Notes of a Native Daughter
Testifying in Theological Education
Bearing witness to more liberating futures in theological education
In Notes of a Native Daughter, Keri Day testifies to structural inequalities and broken promises of inclusion through the eyes of a black woman who experiences herself as both stranger and friend to prevailing models of theological education. Inviting the reader into her religious world—a world that is African American and, more specifically, Afro-Pentecostal—she not only uncovers the colonial impulses of theological education in the United States but also proposes that the lived religious practices and commitments of progressive Afro-Pentecostal communities can help the theological academy decolonize and reenvision multiple futures.

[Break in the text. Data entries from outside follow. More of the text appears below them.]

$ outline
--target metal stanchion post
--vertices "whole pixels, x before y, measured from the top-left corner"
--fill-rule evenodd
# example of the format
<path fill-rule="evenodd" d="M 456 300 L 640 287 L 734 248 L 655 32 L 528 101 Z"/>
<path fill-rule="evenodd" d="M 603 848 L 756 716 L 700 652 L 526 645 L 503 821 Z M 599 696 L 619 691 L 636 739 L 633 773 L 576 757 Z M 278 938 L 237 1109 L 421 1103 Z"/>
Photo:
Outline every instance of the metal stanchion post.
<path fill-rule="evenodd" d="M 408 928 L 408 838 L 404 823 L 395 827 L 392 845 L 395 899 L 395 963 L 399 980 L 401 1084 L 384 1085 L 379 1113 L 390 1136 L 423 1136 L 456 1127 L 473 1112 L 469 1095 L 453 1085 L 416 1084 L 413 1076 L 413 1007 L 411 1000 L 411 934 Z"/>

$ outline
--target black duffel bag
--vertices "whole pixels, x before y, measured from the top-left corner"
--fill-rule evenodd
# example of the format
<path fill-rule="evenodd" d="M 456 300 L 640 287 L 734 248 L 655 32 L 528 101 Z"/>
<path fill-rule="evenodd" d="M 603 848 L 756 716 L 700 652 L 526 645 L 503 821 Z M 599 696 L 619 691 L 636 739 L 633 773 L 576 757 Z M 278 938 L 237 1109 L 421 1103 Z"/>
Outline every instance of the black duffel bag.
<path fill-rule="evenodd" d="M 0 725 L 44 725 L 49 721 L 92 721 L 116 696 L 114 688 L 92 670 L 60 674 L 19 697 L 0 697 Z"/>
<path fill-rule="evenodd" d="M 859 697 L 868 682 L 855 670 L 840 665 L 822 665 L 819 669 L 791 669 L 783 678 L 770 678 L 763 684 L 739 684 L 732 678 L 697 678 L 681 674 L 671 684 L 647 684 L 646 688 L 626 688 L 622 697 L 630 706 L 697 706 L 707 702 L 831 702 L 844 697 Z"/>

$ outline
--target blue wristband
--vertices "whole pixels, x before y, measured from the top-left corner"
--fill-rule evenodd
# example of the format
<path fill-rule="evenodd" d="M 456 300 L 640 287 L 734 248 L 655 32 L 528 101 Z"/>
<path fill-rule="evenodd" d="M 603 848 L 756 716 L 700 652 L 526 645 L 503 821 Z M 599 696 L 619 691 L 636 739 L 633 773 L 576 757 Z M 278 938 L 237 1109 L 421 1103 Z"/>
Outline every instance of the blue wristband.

Deliberately speaking in the testimonial form—rather than the more conventional mode of philosophical argument—Day bears witness to the truth revealed in her and others’ lived experience in a voice that is unapologetically visceral, emotive, demonstrative, and, ultimately, communal. With prophetic insight, she addresses this moment when the fastest-growing group of students and teachers are charismatic and neo-Pentecostal people of color for whom theological education is currently a site of both hope and harm. Calling for repentance, she provides a redemptive narrative for moving forward into a diverse future that can be truly liberating only when it allows itself to be formed by its people and the Spirit moving in them.